Experimental verification of epiRNAs. (A, B) For two selected epiRNA candidates, the deep sequencing raw data as well as the Sanger sequencing results corresponding to the genome, mRNA and small RNA in the macaque animal (100MGP-001) testis sample are shown. The detected editing sites are highlighted by black box (in deep sequencing) or red arrows (in Sanger sequencing).As mature piRNAs are structurally unsuitable for ADARs binding, editing detected on these epiRNAs is most likely transmitted from the precursor transcripts that are targeted by ADARs prior to processing. Several lines of evidence further supported this notion: 1) The possibility of observing the edited allele “G” on piRNAs is largely accounted for (67.8%) by using features of the piRNA abundance and the editing levels on the long edited transcripts, as estimated by the poly(A)-positive RNA-Seq reads (fig. 3B and see Materials and Methods); 2) the abundance of epiRNAs were in accordance with the expression levels of the corresponding long transcripts (fig. 3C), and the editing levels estimated by short piRNA reads were closely commensurate with those of the corresponding long transcripts, as estimated by the poly(A)-positive RNA-Seq reads (fig. 3D); and 3) for long transcripts with clustered editing sites (multiple editing within a 32-bp window), similar combinatorial distributions of editing were detected on the corresponding piRNA reads, an observation that also implies an editing-elicited diversification of piRNA sequences (supplementary table S3, Supplementary Material online).The above findings are also correspondingly consistent in human (supplementary fig. S3 and table S2, Supplementary Material online). Taken together, our studies for the first time verified experimentally the existence of epiRNAs in primates, and further showed that they may represent piRNAs generated from previously edited long transcripts. These findings, although not unexpected given the pervasive distribution of A-to-I RNA editing on long RNA transcripts, are actually nontrivial due to multiple technical challenges intrinsic to this type of analyses in primates (see Discussion). Considering the relatively small number of identified epiRNAs, it is then essential to discriminate next whether these epiRNAs represent infrequently degradation fragments of the edited long transcripts, or a functional crosstalk between RNA editing and piRNA biogenesis during the primate evolution.

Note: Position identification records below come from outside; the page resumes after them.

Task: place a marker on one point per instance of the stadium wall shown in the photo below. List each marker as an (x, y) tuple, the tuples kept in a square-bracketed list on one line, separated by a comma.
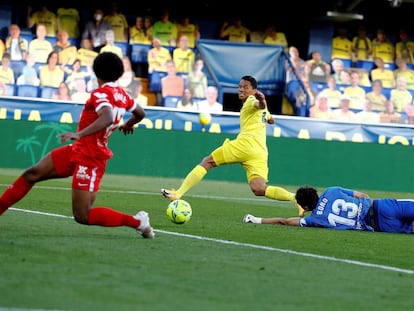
[(292, 161)]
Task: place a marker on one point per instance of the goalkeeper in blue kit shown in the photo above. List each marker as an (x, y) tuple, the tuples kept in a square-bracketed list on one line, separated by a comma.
[(345, 209)]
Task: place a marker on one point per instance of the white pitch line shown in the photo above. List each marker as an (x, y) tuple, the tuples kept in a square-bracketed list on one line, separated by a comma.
[(262, 247)]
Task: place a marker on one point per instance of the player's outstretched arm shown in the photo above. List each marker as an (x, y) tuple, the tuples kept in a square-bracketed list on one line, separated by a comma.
[(103, 121), (293, 221), (137, 115)]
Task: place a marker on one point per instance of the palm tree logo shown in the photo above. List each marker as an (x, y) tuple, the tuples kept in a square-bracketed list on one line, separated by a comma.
[(27, 145)]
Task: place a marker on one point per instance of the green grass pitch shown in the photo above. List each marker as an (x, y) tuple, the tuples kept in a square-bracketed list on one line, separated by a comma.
[(214, 262)]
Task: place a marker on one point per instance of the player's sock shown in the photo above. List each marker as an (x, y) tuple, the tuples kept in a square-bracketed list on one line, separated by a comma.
[(193, 178), (14, 193), (106, 217), (278, 193)]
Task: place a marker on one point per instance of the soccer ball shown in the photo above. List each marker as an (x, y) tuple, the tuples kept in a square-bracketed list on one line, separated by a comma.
[(179, 212), (204, 118)]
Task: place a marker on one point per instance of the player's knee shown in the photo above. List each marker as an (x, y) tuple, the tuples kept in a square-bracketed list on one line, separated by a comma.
[(81, 218), (258, 190)]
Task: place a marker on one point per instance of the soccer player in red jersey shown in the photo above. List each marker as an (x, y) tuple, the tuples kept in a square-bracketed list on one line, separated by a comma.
[(86, 158)]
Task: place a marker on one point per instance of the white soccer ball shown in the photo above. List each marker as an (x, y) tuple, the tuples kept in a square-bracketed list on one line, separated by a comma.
[(179, 212)]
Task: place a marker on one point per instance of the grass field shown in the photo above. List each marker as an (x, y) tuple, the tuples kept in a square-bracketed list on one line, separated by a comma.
[(214, 262)]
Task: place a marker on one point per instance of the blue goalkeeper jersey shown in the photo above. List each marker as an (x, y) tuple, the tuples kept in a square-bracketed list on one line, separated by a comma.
[(337, 208)]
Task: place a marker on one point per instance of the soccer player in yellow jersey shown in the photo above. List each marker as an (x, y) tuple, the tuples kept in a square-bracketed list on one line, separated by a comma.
[(248, 149)]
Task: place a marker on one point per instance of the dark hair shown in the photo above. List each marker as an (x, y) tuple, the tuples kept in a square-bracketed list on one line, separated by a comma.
[(252, 81), (108, 66), (307, 197)]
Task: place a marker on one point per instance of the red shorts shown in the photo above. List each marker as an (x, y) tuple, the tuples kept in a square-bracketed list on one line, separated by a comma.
[(84, 177)]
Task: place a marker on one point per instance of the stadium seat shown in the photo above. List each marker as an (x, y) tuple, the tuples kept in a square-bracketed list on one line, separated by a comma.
[(365, 64), (48, 91), (27, 90), (139, 53), (155, 80), (10, 89), (390, 66), (124, 47), (170, 101)]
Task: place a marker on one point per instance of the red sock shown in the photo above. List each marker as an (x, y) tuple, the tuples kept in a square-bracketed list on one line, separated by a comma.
[(106, 217), (14, 193)]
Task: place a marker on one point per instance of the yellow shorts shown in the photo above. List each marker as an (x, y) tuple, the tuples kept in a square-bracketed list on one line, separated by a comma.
[(245, 151)]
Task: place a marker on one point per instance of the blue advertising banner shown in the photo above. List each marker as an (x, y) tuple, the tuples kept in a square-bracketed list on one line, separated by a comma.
[(162, 118)]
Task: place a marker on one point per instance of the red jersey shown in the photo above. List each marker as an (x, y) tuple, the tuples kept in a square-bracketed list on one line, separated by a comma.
[(93, 149)]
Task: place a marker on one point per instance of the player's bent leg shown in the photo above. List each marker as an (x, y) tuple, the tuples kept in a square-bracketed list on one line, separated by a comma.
[(192, 179)]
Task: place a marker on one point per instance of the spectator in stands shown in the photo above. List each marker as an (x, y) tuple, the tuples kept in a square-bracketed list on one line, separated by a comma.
[(409, 110), (404, 48), (118, 23), (148, 26), (138, 33), (63, 92), (274, 37), (298, 65), (355, 92), (110, 45), (400, 96), (236, 32), (361, 45), (183, 56), (67, 51), (136, 88), (6, 73), (68, 20), (402, 70), (172, 84), (344, 80), (343, 113), (389, 115), (45, 17), (331, 93), (80, 93), (380, 72), (3, 89), (321, 109), (319, 70), (186, 28), (29, 74), (210, 104), (164, 29), (337, 67), (367, 115), (383, 48), (15, 44), (92, 83), (341, 45), (304, 98), (376, 97), (157, 56), (197, 80), (125, 81), (51, 74), (76, 72), (187, 102), (93, 36), (40, 47), (2, 48)]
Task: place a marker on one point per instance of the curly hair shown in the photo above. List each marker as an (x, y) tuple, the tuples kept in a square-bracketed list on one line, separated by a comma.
[(108, 66), (307, 197), (252, 81)]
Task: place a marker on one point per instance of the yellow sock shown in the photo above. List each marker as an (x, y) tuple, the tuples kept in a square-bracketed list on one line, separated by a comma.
[(278, 193), (192, 178)]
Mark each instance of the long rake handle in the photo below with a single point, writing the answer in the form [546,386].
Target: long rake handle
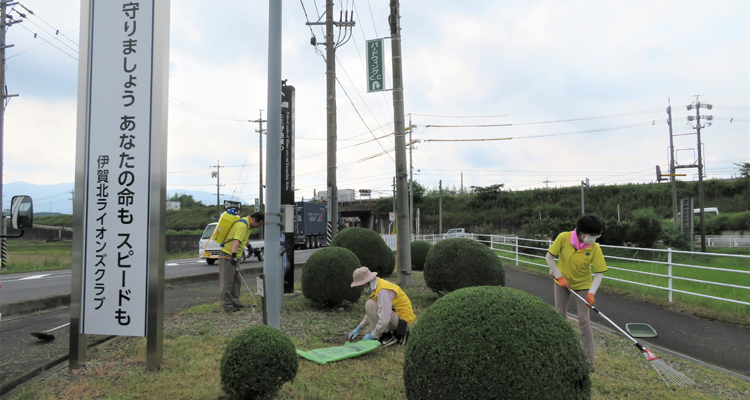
[607,318]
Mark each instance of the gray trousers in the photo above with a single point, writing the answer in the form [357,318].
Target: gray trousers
[562,296]
[229,285]
[371,309]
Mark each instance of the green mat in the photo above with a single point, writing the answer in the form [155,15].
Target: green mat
[330,354]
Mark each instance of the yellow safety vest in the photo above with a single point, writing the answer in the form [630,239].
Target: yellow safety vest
[401,303]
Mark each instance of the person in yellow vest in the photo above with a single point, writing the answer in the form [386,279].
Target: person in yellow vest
[229,263]
[388,313]
[578,254]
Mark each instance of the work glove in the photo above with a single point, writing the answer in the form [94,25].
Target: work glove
[354,333]
[563,282]
[590,300]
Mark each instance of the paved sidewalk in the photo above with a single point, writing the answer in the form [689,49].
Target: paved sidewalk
[712,342]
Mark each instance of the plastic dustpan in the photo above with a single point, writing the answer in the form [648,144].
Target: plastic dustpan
[640,330]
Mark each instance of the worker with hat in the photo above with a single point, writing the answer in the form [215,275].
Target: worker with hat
[388,313]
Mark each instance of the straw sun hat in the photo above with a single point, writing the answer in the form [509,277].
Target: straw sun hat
[362,275]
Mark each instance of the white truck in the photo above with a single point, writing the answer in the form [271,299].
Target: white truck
[456,233]
[210,250]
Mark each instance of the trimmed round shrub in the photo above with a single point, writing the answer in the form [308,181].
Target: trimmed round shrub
[419,251]
[369,247]
[257,362]
[494,342]
[327,276]
[453,264]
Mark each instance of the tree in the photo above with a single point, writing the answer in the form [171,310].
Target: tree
[646,227]
[488,193]
[744,169]
[186,200]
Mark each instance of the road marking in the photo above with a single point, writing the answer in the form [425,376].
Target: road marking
[34,277]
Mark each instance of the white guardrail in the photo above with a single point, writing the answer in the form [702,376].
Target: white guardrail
[496,242]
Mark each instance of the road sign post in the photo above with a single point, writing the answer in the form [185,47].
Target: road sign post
[375,77]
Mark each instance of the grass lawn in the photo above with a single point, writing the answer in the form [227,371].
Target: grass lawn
[194,341]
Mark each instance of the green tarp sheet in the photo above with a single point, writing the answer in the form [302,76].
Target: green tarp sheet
[329,354]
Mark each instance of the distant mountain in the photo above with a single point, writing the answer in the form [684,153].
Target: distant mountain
[57,198]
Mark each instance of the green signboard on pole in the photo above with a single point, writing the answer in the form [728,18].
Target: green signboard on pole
[375,79]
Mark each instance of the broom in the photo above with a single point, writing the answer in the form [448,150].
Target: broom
[667,373]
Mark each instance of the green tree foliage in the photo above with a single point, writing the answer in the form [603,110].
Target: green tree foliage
[327,276]
[186,200]
[453,264]
[419,252]
[257,362]
[744,168]
[493,342]
[645,229]
[369,247]
[488,210]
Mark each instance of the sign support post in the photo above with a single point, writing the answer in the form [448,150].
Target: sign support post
[117,285]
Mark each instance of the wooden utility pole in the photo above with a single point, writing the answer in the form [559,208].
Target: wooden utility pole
[672,165]
[402,219]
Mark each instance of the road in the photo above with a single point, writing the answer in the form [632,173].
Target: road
[22,353]
[34,285]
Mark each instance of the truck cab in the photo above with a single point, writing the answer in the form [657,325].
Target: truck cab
[210,250]
[456,233]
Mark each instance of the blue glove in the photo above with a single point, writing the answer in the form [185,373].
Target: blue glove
[354,333]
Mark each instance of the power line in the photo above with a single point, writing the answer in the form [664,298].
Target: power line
[627,114]
[552,134]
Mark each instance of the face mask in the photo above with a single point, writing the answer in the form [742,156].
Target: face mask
[588,239]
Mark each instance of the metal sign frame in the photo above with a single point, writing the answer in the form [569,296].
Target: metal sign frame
[375,73]
[122,133]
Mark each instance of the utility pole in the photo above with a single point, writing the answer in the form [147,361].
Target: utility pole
[698,106]
[402,220]
[411,177]
[672,164]
[215,174]
[260,131]
[440,210]
[584,184]
[3,100]
[272,265]
[331,46]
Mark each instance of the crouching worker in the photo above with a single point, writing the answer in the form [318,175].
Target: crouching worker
[389,316]
[229,262]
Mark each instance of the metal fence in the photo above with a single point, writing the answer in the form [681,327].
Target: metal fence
[519,251]
[725,241]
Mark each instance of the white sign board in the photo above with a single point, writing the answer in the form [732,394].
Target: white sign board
[259,286]
[118,169]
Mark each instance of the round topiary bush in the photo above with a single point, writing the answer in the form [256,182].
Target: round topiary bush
[257,362]
[327,276]
[418,254]
[369,247]
[453,264]
[494,342]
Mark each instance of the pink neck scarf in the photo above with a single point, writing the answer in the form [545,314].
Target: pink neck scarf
[579,245]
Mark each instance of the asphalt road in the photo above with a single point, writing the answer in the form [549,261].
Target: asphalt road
[21,353]
[34,285]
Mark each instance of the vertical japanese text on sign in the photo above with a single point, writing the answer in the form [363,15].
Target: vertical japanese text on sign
[375,77]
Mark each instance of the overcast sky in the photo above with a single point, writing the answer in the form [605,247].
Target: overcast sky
[549,68]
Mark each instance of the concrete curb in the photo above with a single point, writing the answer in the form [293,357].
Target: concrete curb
[51,302]
[47,303]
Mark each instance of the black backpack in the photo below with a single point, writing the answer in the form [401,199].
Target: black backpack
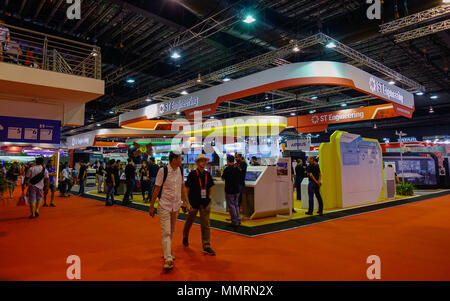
[166,171]
[37,178]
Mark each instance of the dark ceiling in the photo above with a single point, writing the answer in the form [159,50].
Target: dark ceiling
[135,37]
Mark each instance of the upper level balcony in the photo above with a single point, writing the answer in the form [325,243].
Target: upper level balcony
[43,76]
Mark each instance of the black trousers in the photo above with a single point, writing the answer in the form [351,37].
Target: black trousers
[313,189]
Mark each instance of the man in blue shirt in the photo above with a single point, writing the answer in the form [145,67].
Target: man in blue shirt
[52,187]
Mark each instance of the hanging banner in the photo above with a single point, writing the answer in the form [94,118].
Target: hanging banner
[319,122]
[14,129]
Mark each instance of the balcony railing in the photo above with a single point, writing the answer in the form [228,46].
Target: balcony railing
[37,50]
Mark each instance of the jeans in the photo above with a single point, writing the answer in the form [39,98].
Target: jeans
[314,189]
[233,207]
[81,187]
[204,224]
[110,192]
[130,187]
[168,220]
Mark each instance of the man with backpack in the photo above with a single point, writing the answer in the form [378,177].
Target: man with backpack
[36,176]
[169,187]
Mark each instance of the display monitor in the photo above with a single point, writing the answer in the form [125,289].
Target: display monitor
[252,176]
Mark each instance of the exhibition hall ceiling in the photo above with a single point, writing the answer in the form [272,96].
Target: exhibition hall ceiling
[136,38]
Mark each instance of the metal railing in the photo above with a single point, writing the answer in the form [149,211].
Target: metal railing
[37,50]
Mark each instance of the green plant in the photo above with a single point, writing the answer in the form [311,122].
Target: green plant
[405,188]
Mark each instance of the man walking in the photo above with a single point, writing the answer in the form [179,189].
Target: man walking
[52,187]
[82,177]
[313,172]
[232,177]
[169,187]
[242,165]
[36,176]
[199,188]
[130,178]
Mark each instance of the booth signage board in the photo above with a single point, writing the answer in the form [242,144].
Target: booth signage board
[298,144]
[15,129]
[290,75]
[319,122]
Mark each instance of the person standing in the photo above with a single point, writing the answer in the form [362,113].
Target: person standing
[199,188]
[110,183]
[36,176]
[4,39]
[100,176]
[130,178]
[242,165]
[145,182]
[300,174]
[231,175]
[169,187]
[152,172]
[314,184]
[82,177]
[52,187]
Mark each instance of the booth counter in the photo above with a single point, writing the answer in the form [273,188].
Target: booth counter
[268,191]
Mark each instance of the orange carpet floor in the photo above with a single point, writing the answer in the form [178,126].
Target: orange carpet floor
[116,243]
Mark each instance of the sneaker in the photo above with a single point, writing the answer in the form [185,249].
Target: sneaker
[168,265]
[209,251]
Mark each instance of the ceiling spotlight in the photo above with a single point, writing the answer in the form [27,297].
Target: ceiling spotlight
[175,55]
[249,19]
[331,45]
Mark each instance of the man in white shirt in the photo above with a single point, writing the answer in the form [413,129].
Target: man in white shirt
[36,176]
[4,38]
[170,182]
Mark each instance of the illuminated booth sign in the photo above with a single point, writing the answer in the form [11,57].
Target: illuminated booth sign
[290,75]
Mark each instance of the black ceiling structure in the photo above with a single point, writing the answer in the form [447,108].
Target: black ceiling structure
[135,37]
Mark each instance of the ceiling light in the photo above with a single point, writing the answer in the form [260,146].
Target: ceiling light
[330,45]
[249,19]
[175,55]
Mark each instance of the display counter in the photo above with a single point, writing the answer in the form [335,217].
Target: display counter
[264,194]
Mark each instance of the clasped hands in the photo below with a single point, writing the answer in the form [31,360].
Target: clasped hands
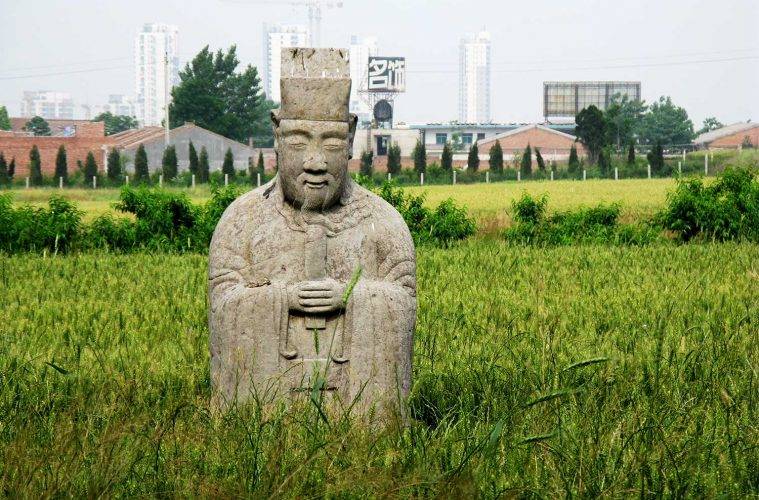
[316,296]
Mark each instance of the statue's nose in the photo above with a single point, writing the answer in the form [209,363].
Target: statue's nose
[315,163]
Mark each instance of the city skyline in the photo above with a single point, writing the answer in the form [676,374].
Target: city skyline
[706,62]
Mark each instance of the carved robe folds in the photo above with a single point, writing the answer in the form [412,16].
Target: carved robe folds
[260,349]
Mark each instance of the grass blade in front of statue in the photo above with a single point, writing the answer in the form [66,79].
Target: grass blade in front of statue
[320,382]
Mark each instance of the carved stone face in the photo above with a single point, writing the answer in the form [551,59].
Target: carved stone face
[313,160]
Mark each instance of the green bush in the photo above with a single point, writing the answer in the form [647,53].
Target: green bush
[725,210]
[593,225]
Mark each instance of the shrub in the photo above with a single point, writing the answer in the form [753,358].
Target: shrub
[725,210]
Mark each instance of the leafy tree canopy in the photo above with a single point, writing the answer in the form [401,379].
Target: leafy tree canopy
[666,123]
[115,123]
[214,96]
[38,126]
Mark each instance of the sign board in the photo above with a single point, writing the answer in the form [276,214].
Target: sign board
[387,74]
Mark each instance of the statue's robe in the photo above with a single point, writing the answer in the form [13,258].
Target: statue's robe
[261,350]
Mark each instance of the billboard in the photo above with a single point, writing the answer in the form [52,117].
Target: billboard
[387,74]
[569,98]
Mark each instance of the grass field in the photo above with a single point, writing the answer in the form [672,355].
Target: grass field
[489,203]
[579,371]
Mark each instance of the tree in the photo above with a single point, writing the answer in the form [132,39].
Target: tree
[5,122]
[655,158]
[526,165]
[604,162]
[90,168]
[591,130]
[367,163]
[114,165]
[141,171]
[116,123]
[203,167]
[61,165]
[573,166]
[473,159]
[261,166]
[623,118]
[214,96]
[35,167]
[666,123]
[446,158]
[38,126]
[228,167]
[169,163]
[394,159]
[496,158]
[710,124]
[193,155]
[539,159]
[420,157]
[4,177]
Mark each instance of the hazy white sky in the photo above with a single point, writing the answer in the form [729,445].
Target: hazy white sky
[705,54]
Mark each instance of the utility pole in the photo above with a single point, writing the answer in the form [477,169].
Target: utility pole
[166,97]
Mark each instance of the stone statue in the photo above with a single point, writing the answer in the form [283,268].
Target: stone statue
[284,257]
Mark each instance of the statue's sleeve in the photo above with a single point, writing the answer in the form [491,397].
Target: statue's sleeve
[247,316]
[380,319]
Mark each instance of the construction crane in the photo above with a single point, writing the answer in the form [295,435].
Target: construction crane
[314,8]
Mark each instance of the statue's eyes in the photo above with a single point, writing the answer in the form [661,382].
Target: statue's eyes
[296,142]
[334,144]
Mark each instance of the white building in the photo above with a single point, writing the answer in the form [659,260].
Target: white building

Existence of epiRNAs Signifies a Regulatory Crosstalk between RNA Editing and piRNA Biogenesis
As these epiRNAs are mainly transmitted from the precursor transcripts that are targeted by ADARs prior to processing, they may actually be derived from degradation fragments of the edited long transcripts. To rule out the possibility, we further characterized them in comparison with small RNA-Seq reads detected in other somatic tissues with no definite ncRNA annotations, which potentially are degradation products. These small RNA-Seq reads did not exhibit 5′ uridine bias but showed a strong correlation in tissue expression profile with the corresponding parental transcripts (fig. 5A and supplementary fig. S4, Supplementary Material online, and see Materials and Methods). Conversely, the epiRNAs had strong sequence preference of uridine on the 5′ end (78.0%) and a largely testis-specific presence, irrespective of the tissue expression profiles of the corresponding long transcripts (fig. 5A and B). These observations thereby confirmed that epiRNAs are generated specifically rather than through nonselective degradation.
F
Interaction of RNA editing and piRNA biogenesis. (A) The plot shows the percentages of epiRNAs and mRNA degradation fragments with the nucleotide uridine at the 5′-end of the respective sequences. (B) Heatmaps showing the relative expression levels across seven different macaque tissues for long transcripts (left) and small RNAs (right) corresponding to the epiRNA-associated regions, with reference to the color scale on top. (C) The differences in ADAR expression levels and normalized piRNA tag types across four different animals are shown in linear graphs on the left. The heatmap on the right depicts the relative expression levels of piRNAs in each piRNA cluster of the four animals, organized and scaled in rows. These piRNA clusters were categorized into three groups: epiRNAs-expressing clusters (yellow), “editing-absent” epiRNA clusters (overlapping with editing sites on the long transcripts but lack detectable epiRNAs; orange), and canonical piRNA clusters (red), as indicated by the color bar on top.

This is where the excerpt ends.